Sin detallar las libertades conculcadas, los derechos pisoteados, el incumplimiento de los funcionarios y su silencio o complicidad ante situaciones claramente anticonstitucionales -la liberación de presos o la no presencialidad en las universidades por ejemplo- el Presidente avanza hacia el suicidio político despojando a los ciudadanos de sus derechos civiles y políticos una vez más: en su columna "Otro síntoma de desgobierno" de este medio, el periodista Sotelo describe sucesos en el Sur (y también en el Norte) de "usurpaciones, ataques a personas, incendios intencionales realizados por gavillas de encapuchados que cuentan con la evidente complacencia del gobierno nacional" complacencia que ratifica el propio Fernández cuando niega ayuda federal a la gobernadora Arabela Cerreras de Río Negro mintiendo que "no es función del gobierno nacional reforzar el control en las rutas nacionales o brindar mayor seguridad a la región".

 Lo dice el mismo presidente que amenazó con enviar fuerzas federales para impedir la apertura de escuelas, el mismo gobierno que desplegó helicópteros y naves para detener al atleta que entrenaba solitario en el Delta, el mismo presidente que en plena pandemia convocó al velorio masivo de Maradona, el mismo gobierno que ideologizó las vacunas y vacunó primero a sus secuaces, el mismo presidente que festejó un cumpleaños en la quinta presidencial en plena pandemia que a la fecha suma más de 115.000 muertos.

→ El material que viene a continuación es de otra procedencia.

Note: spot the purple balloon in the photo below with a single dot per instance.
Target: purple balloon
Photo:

Así las cosas, serán pocos los que a su muerte puedan aspirar al epitafio de Borges en el Cementerio de los Reyes, donde una piedra blanca reproduce la muerte de un grupo de guerreros nortúmbrios que han arrojado sus escudos y con la espada rota avanzan para hacerse matar: su señor ha muerto y el honor los empuja a acompañarlo. Y el epitafio parece reunir a esos guerreros con cualquiera que entienda que está a punto de morir: “Y que no temieran” como infundiendo coraje a la última actuación de una puesta en escena que se termina.

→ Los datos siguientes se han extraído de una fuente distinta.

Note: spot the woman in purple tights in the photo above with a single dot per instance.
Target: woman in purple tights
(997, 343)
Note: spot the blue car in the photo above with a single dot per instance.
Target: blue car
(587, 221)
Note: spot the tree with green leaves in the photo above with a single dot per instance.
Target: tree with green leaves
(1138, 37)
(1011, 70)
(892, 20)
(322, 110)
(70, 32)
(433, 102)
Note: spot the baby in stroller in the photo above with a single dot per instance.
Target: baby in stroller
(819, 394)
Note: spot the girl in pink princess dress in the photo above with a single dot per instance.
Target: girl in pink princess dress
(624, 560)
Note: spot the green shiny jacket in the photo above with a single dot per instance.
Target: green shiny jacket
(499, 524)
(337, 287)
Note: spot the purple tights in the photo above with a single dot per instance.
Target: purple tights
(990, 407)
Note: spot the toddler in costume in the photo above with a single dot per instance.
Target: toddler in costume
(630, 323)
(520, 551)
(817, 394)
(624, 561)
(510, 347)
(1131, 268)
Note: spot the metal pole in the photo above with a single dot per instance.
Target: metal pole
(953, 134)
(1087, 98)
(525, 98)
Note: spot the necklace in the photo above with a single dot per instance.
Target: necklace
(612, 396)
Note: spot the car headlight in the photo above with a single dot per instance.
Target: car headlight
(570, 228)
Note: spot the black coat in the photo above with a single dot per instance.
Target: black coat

Y sin importar si volverá con mariachis y la sonrisa del nieto como faro o sobrevolará sin escoba atemorizando a quien seguramente lo tenga merecido, ante lo inevitable habrá una o dos preguntas que acecharán a cualquiera como acecharon a Borges: ¿qué habría de temer quien ha vivido y muerto con honor? Y la otra gran angustia, “¿será una muerte digna”.

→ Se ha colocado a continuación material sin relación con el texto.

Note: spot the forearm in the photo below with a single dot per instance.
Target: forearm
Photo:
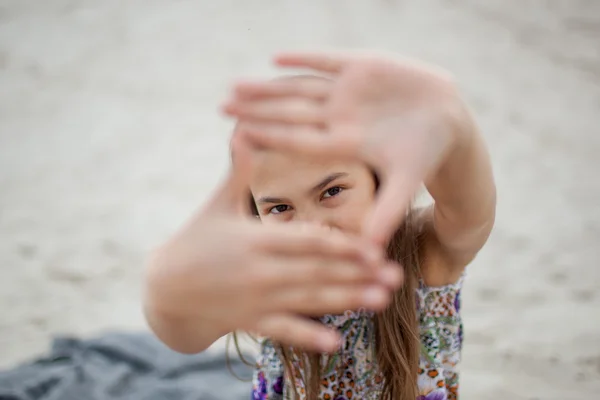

Responde Santiago Kovadloff: “Morir bien es morir a tiempo. No hay peor infierno que el de asistir a las exequias del propio deseo. Al funeral de nuestras pasiones. No hay castigo mayor que el de verse integrando su cortejo fúnebre. Por eso y para mí, la muerte no es lo que le sigue a la vida. Sino lo que a diario nos acecha. Lo que nos esteriliza. Lo que encallece la piel. La ausencia de propósito, la apatía, el desapego a los seres cuyo trato nos constituye en personas. La muerte es vida seca, marchita. Esa es la muerte que mata y no la que viene después. Por eso, imploremos que la muerte nos sorprenda sedientos todavía, ejerciendo la alegría de crear. Que nos apague cuando aún estemos encendidos”.